2nd Mayor of Deltona
- In office November 8, 2005 – November 2, 2010
- Preceded by: John Masiarcyzk, Sr.
- Succeeded by: John Masiarcyzk, Sr.

Personal details
- Born: Dennis E. Mulder July 8, 1978 (age 48) Washington, North Carolina
- Party: Democratic
- Spouse: Heather Mulder
- Children: 1
- Profession: Business owner, politician
- Website: City Council website

= Dennis Mulder =

Dennis Mulder (born July 8, 1978) is an American politician and former mayor of Deltona, Florida.

==Early life==
Mulder was born in Washington, North Carolina on July 8, 1978. He was formerly a small business owner and founded the Deltona Tennis Association in 2000, before becoming mayor of Deltona.

==Political career==
In 2005, Mulder announced his candidacy to become the mayor of the city of Deltona to replace the incumbent mayor John Masiarcyzk, Sr., who was elected as Deltona's first mayor and was ineligible to seek reelection. He won the general election later that year by receiving 58.02% of the vote, and defeating City Commissioner Doug Horn, a resident of Deltona exactly twice Mulder's age, who received 41.98% of the vote. Muldar became the youngest elected official in the city’s history. He served as mayor from November 8, 2005, until November 2, 2010. In 2010, Dennis Mulder resigned from office, stating that he will not be seeking reelection. Former mayor John Masiarcyzk, Sr. ran, and defeated his opponent, then City Commissioner and Vice Mayor David Santiago, in the 2010 general election.

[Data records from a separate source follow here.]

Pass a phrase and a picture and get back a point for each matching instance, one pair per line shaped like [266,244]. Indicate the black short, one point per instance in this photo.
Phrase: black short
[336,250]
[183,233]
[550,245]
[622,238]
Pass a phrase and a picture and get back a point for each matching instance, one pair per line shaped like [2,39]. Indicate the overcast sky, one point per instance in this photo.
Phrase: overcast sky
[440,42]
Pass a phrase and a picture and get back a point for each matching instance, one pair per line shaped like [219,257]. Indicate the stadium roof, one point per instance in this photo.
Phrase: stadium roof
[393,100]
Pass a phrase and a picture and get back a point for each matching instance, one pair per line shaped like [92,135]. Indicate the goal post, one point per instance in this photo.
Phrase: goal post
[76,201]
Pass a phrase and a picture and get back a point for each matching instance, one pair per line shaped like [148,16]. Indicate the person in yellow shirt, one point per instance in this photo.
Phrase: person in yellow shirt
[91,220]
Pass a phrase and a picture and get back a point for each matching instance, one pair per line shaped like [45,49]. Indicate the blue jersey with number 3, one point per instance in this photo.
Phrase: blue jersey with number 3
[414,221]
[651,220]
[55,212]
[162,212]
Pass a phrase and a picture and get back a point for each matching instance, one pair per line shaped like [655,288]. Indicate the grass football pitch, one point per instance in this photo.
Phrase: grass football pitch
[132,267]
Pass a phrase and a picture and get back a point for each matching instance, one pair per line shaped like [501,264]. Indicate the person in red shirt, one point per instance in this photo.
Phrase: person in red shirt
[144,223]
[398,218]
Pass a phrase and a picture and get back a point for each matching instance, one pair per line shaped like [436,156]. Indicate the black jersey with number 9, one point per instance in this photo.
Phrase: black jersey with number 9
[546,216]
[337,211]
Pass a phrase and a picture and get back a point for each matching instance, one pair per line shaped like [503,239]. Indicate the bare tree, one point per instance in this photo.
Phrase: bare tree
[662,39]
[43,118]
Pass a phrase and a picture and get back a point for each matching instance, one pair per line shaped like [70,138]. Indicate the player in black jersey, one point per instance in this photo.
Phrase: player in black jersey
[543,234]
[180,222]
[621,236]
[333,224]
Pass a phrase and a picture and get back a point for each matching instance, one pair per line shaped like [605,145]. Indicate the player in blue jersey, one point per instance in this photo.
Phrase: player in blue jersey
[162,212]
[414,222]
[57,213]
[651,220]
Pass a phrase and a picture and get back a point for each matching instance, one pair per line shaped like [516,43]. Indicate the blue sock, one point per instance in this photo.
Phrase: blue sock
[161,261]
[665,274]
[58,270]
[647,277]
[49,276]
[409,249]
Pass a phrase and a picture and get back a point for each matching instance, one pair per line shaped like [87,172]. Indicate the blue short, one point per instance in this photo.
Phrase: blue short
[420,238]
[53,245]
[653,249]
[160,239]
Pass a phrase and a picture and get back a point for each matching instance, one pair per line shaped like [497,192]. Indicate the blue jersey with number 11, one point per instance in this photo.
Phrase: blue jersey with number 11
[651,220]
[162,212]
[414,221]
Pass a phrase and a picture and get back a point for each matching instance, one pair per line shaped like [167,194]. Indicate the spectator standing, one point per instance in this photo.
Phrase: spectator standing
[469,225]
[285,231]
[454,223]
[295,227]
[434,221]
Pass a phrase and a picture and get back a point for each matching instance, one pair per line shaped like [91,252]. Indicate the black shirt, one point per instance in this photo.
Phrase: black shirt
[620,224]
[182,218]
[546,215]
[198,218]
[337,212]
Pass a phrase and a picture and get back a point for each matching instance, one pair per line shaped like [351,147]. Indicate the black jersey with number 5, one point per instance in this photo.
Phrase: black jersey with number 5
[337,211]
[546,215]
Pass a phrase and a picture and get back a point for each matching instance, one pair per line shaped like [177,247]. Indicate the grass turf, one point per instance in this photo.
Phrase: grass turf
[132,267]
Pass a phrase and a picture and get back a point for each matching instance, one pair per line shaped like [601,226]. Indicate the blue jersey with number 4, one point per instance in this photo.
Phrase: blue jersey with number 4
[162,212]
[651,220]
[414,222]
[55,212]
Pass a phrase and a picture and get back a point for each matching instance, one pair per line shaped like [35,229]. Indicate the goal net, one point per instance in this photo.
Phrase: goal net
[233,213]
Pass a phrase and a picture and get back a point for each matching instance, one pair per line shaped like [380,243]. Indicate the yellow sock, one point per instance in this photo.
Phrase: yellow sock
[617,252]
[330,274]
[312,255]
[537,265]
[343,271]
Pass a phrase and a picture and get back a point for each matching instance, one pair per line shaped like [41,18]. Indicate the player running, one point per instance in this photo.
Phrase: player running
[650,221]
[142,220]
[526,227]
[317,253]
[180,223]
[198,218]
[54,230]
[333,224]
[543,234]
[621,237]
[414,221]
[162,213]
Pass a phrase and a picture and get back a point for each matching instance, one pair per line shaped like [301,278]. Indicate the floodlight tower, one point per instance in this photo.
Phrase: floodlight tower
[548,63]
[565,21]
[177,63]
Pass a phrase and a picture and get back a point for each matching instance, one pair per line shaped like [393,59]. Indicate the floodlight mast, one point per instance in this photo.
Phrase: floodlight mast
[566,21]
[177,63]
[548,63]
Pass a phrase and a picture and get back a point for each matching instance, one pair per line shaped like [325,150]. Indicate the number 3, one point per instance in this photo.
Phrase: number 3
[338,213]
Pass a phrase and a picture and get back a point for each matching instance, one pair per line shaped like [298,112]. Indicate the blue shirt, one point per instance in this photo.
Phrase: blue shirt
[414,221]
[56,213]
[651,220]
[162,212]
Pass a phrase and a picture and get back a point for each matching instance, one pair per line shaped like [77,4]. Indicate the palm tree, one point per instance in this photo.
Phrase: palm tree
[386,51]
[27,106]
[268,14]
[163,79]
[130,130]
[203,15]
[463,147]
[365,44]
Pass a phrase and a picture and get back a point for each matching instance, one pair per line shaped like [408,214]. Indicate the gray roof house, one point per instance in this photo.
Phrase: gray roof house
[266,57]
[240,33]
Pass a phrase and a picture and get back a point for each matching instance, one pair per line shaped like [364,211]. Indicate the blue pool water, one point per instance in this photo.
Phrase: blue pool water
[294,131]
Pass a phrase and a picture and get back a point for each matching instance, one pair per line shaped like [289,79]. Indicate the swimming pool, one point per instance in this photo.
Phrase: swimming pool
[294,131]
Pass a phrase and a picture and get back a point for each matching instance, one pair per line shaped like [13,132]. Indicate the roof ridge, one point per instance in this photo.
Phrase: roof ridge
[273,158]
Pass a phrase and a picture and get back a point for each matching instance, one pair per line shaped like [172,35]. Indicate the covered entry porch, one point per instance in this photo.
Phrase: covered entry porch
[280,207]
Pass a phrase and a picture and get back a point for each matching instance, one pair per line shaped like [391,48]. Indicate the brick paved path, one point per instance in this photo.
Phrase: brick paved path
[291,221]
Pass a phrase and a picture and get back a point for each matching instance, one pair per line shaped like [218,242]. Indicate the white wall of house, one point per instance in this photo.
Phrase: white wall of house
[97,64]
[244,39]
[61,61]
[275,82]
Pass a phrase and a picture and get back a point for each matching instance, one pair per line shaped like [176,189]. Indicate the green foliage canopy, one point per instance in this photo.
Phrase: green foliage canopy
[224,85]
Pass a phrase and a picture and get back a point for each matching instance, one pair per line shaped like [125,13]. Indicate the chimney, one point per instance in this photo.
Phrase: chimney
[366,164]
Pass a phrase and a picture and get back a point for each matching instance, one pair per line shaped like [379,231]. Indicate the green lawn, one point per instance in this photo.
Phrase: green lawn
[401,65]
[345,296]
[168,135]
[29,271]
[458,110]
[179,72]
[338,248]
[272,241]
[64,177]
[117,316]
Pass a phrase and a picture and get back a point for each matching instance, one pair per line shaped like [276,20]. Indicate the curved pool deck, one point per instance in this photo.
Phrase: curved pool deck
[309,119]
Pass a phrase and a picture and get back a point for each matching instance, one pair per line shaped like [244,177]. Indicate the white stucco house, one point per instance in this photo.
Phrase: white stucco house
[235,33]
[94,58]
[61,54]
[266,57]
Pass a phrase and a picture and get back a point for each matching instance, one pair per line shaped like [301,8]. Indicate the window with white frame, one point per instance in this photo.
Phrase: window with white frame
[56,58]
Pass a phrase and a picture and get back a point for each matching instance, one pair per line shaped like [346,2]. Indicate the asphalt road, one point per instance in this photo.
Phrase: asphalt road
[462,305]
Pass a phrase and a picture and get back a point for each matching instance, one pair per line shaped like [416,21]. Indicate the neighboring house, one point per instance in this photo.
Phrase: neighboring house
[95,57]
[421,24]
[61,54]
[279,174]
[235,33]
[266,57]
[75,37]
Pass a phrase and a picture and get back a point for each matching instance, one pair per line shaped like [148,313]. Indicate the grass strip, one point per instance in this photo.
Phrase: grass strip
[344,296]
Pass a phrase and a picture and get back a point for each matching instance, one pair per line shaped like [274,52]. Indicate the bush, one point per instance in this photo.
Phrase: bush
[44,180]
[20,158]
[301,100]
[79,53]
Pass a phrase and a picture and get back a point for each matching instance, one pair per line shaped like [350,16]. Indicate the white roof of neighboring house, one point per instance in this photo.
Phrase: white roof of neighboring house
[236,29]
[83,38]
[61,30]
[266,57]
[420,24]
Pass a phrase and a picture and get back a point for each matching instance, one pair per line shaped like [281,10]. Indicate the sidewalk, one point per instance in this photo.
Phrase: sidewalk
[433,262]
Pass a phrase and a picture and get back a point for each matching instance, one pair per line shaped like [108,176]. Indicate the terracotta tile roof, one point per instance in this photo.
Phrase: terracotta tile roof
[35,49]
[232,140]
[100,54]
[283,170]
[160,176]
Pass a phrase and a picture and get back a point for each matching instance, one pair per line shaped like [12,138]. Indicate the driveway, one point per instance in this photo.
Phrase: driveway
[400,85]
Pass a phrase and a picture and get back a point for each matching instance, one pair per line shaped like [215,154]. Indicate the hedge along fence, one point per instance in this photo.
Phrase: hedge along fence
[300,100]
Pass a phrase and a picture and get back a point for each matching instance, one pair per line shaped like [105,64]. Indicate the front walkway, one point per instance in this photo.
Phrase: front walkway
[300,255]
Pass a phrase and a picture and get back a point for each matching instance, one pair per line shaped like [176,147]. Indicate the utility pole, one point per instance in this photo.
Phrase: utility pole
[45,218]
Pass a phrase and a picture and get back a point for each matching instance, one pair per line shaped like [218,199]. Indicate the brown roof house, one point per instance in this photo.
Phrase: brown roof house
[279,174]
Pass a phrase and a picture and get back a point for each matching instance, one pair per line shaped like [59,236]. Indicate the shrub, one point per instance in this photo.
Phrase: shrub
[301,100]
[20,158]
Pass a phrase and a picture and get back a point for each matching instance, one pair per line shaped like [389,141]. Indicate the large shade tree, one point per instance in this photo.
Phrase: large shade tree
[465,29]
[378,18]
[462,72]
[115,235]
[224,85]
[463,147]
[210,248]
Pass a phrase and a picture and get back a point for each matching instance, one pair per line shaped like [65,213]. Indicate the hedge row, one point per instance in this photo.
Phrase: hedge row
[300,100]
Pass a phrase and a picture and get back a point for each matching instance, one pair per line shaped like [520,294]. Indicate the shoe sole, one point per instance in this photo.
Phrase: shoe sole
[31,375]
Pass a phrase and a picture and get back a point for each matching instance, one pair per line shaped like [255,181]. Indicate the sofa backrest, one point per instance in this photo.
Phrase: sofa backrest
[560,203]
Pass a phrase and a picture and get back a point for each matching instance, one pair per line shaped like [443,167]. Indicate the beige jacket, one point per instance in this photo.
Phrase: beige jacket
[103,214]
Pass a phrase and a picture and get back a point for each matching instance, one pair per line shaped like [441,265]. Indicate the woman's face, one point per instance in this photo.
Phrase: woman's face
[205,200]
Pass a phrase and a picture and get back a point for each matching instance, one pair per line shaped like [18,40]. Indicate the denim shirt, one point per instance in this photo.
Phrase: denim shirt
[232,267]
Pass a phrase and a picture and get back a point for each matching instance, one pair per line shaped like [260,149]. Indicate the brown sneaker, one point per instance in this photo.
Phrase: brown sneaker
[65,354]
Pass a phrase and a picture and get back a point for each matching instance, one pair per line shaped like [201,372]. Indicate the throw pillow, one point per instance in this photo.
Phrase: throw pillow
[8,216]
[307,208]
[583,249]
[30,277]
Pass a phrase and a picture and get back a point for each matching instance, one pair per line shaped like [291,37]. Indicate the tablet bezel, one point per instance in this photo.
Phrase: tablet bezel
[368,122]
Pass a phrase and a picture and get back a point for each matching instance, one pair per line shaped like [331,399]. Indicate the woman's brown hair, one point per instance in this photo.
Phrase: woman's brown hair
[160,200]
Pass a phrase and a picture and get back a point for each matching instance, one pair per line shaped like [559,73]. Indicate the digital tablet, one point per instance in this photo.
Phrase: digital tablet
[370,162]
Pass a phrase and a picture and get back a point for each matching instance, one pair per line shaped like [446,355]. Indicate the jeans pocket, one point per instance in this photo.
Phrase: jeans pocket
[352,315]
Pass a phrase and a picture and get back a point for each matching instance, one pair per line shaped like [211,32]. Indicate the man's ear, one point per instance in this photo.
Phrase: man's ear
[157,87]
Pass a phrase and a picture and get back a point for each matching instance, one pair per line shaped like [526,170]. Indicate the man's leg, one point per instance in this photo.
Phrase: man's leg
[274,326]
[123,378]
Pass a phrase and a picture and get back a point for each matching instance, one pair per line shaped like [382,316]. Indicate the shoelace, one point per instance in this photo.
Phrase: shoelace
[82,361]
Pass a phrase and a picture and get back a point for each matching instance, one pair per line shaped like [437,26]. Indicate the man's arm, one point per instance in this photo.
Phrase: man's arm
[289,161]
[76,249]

In 2012, legislative districts were redrawn, and incumbent state representative Dorothy Hukill was unable to seek re-election, creating an open seat in the 27th District, which stretches from Oak Hill to DeBary. Mulder announced that year that he would be running for that Florida House seat as the Democratic candidate. Mulder was to face off against the former Deltona City Commissioner and Vice Mayor David Santiago, who was running as the Republican candidate. In August, he abruptly dropped out of the race, citing his son's deteriorating health. The Volusia County Democratic Party was forced to find a replacement, eventually voting to nominate their Chairman, Phil Giorno, who previously served as a member of the Volusia County Council, over DeBary mayor Bob Garcia and former congressional candidate Nicholas Ruiz. Ultimately, Santiago was elected over Giorno, winning his first term in the legislature with 55% of the vote to Giorno's 45%. In 2016, Mulder was looked at as one of the four possible candidates to run for mayor of DeBary, Florida in the special election to replace the incumbent mayor Clint P. Johnson who was being ousted from office by the city council. He said it is on his mind but that he is "nowhere close to making any kind of decision." He later did not run for office in the special election, and former mayor Bob Garcia won the special election that year.

==Personal life==
He currently lives Debary, Florida with his wife Heather and his son Nicko.